New Mexico State University’s Kent Hall Museum welcomed visitors to the opening ceremony of “Ceramics and Culture: A Window Into Casas Grandes,” on April 17. The exhibit’s displays gave people a look into the world of a pre-Hispanic town through its recovered pottery, effigies, and other works of art.
Casas Grandes, also known as Paquimé, is the site of an abandoned Pre-Columbian settlement located in the Mexican state of Chihuahua. It was one of the major pueblos in the cross-border Mogollon culture. Professor and lead curator Heather Para led 10 student curators to gather artifacts and information, organize the displays, and paint the designs of the exhibit room’s walls. The team worked on the exhibit since the beginning of the 2025 Spring semester and finished two weeks before the exhibit opened.
Para explained that they chose to make the exhibit about Casas Grandes because most of the university’s own archaeological ceramics originate from that site.

“This is all from our personal collections in the museum, “Para said. “We did not borrow anything from another museum or from any outside individuals. I wanted to feature some of our collection because we had such a volume and because it was a class project with students. I wanted there to be sufficient artifact that everyone got to participate.”
Student curator Sammi Burke helped write the text of the panels that were installed at the exhibition and explained her process of making each one.
“It mostly entailed reading articles, including some outside our assigned readings, or asking questions to some of the archaeology professors, and making sure that I really got my information right,” Burke said. “And then a lot of it, too, was finding pictures as little visual references to use for each of the panels, and it was a lot of fun.”
Student curator Alejandra Maese made a life-sized T-door model, which was a common doorway shape in the site, a timeline panel, and a 3D map of the ancient settlement. She said that the making of the map involved local resources on campus, as well as assistance from researchers in Mexico. Maese, also studied archaeology in Chihuahua, and her family comes from the region around Cases Grandes.

“I think that was actually the easiest piece of them all to make.

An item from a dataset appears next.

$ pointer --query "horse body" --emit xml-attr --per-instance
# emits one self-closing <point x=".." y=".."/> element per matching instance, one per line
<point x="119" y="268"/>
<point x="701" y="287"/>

We sourced information for the map from misiones coloniales de Mexico, and asked some friends that know more about the treaty if they could help us expand on that. Then, we printed the map here at the Emerging Technologies Lab at Branson Library. So, the map was made here in NMSU,” Maese said.
Maese said exhibits like this one were critical in educating people about the Pre-Columbian history of the Southwestern U.S. and Northern Mexico.
“It’s really forgotten by scholars on either side of the border,” Maese said. “Because when you are in United States and you think of Mexico, you think of the Maya and Mexica [Aztecs]. And south of the border, some scholars look at Northern Mexico and go ‘there’s nothing here, let’s just go with the Maya and the Mexica.’ So being able to highlight and give important space to this stuff helps show that there is a bunch of things happening here in this ‘middle’ area.”